L’égalité homme-femme dans l’islam
C’est à Médine que sont révélés les versets de la «qawâma» des hommes sur les femmes. Et c’est en saisissant son vrai sens que la femme a pu vivre libre et indépendante de tout ce qui l’accablait des coutumes héritées de l’ère ante-islam dite la «jâhiliyya». Son rôle s’est étendu à tous les domaines de la vie active, pas seulement familiale, mais également sociale et politique.
«Ne convoitez pas les faveurs dont Dieu a gratifié certains d’entre vous de préférence aux autres. Une part de ce que les hommes auront acquis par leurs œuvres leur reviendra. Une part de ce que les femmes auront acquis par leurs œuvres leur reviendra. Demandez à Dieu pour qu’il vous accorde sa grâce. Dieu connaît toute chose. Nous avons désigné pour tous des héritiers légaux : les pères et mères, les proches et ceux auxquels vous êtes liés par un pacte. Donnez-leur la part qui doit leur revenir. Dieu est témoin de toute chose. Les hommes ont un surplus de responsabilité (qawwâmûna) en vertu des préférences des uns par rapport aux autres et grâce aux dépenses qu’ils font de leurs biens» (Les femmes, 32-34).
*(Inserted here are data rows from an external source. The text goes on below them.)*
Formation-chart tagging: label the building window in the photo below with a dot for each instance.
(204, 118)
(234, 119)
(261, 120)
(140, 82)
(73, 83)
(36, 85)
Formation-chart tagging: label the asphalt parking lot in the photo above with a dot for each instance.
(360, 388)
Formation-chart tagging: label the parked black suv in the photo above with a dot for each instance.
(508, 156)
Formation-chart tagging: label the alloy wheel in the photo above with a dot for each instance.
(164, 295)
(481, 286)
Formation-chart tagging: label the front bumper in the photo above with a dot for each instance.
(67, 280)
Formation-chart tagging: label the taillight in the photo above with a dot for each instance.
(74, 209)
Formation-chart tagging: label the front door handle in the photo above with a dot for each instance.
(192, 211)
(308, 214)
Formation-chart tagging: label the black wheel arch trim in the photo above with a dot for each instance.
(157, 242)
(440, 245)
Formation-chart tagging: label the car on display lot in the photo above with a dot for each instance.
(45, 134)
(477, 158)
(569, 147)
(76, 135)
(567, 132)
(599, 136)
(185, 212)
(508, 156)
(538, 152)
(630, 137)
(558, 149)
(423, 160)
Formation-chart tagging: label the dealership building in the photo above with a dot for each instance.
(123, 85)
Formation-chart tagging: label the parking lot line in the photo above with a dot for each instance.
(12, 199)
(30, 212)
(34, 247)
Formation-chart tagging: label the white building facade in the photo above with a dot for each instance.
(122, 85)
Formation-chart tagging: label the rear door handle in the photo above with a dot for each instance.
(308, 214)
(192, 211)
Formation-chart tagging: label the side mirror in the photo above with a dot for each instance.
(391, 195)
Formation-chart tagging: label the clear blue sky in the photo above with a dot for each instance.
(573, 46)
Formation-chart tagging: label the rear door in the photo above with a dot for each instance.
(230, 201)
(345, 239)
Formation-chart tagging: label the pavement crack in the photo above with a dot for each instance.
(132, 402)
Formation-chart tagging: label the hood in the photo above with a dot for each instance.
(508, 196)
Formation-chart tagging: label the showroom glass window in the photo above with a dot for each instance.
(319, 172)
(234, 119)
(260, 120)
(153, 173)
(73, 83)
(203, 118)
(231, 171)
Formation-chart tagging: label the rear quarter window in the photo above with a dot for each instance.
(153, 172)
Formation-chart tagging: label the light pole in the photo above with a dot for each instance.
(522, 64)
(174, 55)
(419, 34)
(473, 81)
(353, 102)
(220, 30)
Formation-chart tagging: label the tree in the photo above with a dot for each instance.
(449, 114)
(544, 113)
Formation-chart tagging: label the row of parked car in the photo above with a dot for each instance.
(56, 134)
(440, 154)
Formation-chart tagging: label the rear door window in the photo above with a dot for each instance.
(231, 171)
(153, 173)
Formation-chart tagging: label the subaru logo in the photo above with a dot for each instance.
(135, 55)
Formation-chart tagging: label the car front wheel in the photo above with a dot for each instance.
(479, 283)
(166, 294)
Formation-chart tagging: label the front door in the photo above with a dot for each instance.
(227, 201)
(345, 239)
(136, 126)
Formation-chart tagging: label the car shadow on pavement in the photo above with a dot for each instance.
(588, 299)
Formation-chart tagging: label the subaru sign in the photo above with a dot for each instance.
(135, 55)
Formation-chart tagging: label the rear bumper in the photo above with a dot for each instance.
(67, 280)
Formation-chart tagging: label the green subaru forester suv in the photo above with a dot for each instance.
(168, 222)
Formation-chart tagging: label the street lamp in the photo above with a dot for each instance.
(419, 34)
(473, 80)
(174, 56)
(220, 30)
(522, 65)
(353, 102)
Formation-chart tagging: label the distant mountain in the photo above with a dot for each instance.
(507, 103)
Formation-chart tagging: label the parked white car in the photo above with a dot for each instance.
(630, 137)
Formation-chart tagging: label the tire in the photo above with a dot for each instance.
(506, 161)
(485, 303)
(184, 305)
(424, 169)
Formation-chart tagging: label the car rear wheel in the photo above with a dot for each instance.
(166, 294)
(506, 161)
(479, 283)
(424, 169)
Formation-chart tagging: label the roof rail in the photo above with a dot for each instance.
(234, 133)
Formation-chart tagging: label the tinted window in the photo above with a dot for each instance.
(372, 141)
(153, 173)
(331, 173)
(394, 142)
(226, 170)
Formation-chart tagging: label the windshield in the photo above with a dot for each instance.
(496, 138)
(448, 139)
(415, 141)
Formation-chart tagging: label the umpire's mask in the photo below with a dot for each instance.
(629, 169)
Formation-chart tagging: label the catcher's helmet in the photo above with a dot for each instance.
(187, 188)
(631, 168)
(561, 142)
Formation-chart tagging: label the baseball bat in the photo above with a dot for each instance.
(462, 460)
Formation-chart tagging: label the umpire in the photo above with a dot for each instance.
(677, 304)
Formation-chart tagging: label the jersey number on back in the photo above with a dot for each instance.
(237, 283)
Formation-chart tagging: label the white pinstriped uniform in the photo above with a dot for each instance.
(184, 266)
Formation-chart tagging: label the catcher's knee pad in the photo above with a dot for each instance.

Je pense que la qawâma accordée à l’homme ne l’est pas parce qu’il est mâle, mais seulement en fonction des moyens qu’il possède. Telle la capacité tant physique que matérielle. Ce qui veut dire que si cette capacité revient dans un couple à la femme, elle est tenue d’exercer cette fameuse qawâma. Donc, il n’y a aucune exclusivité masculine à ce sujet.
Ce n’est pas pour tomber dans le même piège que ces femmes qui n’ont pas encore compris le vrai sens du mot «se révolter» que je passe en revue ces versets mais pour dire que la femme est bel et bien égale à l’homme en islam, le moment est donc venu de passer à autre chose, la loi est claire, c’est son application qui doit suivre, nous sommes encore coincés dans ce débat non à cause de la religion qui, nous le rappelons, est claire à ce sujet, mais à cause de l’ignorance qui résulte de notre attachement à des traditions et mœurs dépourvues de sens et de logique.
La net-révolution
Je m’indigne et je souris en même temps, car je viens de trouver sur facebook (encore une fois) une page dédiée à la révolution de la femme dans le monde arabe «intifadhat Al Maraa fi Al Aalam Al Arabi», une page qui redonne l’espoir mais qui pousse à réfléchir en même temps.
Mitigée, je lis les statuts, les commentaires. Ce qui m’a frappée le plus dans cette page, ce sont les images de femmes qui portent des pancartes sur lesquelles des slogans sont écrits:
– «Je suis pour la révolution de la femme dans le monde arabe car nous sommes en 2013 et mes droits ne sont toujours pas garantis», Bakinam du Caire.
– «Je vis dans un pays où les femmes sont enterrées vivantes», Ounoud d’Arabie Saoudite.
– «Je suis pour la révolution de la femme dans le monde arabe car nos hommes ne font pas la différence entre le sexe et le viol», Sana de Tunis.
J’ai traduit pour vous les messages les plus importants tout en pensant à l’éventuel impact qu’aura cette initiative sur le changement pour une société plus féministe et là une brise d’humour m’emporte. «Avec les écrits, la grève de l’amour ou les seins nus, les hommes n’ont encore rien compris», un rire nerveux me glace, je me ressaisis et dis «C’est peut-être la femme qui n’a encore rien compris…» (De la conversation jaillit la lumière disait l’autre).
En arrivant en bas de la page, je suis prise de court par ma conscience, la désillusion arrive, je me sens blasée, trahie : il s’agissait en fait d’une «net-révolution» !
Les Femens, elles, au moins descendent dans la rue. Et vous, et nous, quand occuperons-nous les rues… du savoir et de la science?